SLIDE (Statistical Latent Inference for Discovery and Explanation) combines:

  • LOVE: A latent factor discovery algorithm using model-based overlapping clustering.
  • Knockoffs: For statistically rigorous identification of significant standalone and interacting latent factors.

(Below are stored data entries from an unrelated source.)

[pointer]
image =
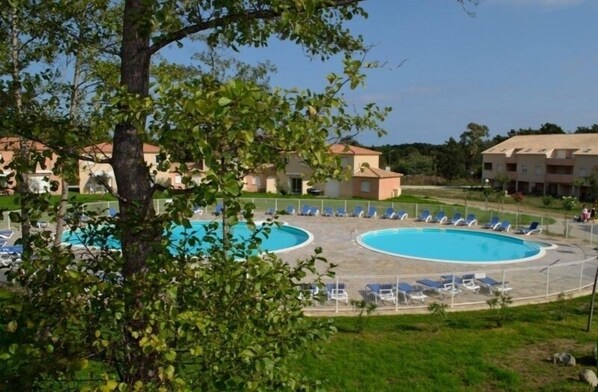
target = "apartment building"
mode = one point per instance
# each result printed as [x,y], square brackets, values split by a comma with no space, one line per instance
[40,179]
[542,164]
[367,180]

This Python implementation retains R underpinnings via rpy2 and is structured to be modular, extensible, and accessible from both the command line and within Python scripts or notebooks.


🔗 Related Repositories


🚀 Installation

Set up a compatible Python environment:

module load anaconda3/2022.10
conda create -n loveslide_env python=3.9 r-base
conda activate loveslide_env
pip install loveslide

If needed, clone the environment used during development:

# On the cluster:
source activate /ix3/djishnu/alw399/envs/rhino

⚡ Quick Start

📿 Command Line

python slide.py \
  --x_path /path/to/your/features.csv \
  --y_path /path/to/your/labels.csv \
  --out_path /path/to/output/

Use full paths if not running from the src/loveslide directory.


🧪 In a Notebook

import loveslide

from loveslide import OptimizeSLIDE

input_params = {
    'x_path': '/path/to/features.csv',
    'y_path': '/path/to/labels.csv',
    'fdr': 0.1,
    'thresh_fdr': 0.1,
    'spec': 0.2,
    'y_factor': True,
    'niter': 500,
    'SLIDE_top_feats': 20,
    'rep_CV': 50,
    'pure_homo': True,
    'delta': [0.01],
    'lambda': [0.5, 0.1],
    'out_path': '/path/to/output/'
}

slider = OptimizeSLIDE(input_params)
slider.run_pipeline(verbose=True, n_workers=1)

🔬 Pipeline Overview

The run_pipeline() method follows three key stages:

🧩 Stage 1: Latent Factor Discovery

  • LOVE Algorithm: Identifies overlapping latent factors in the data.
  • Output: Latent factor matrix (z_matrix) and factor loadings.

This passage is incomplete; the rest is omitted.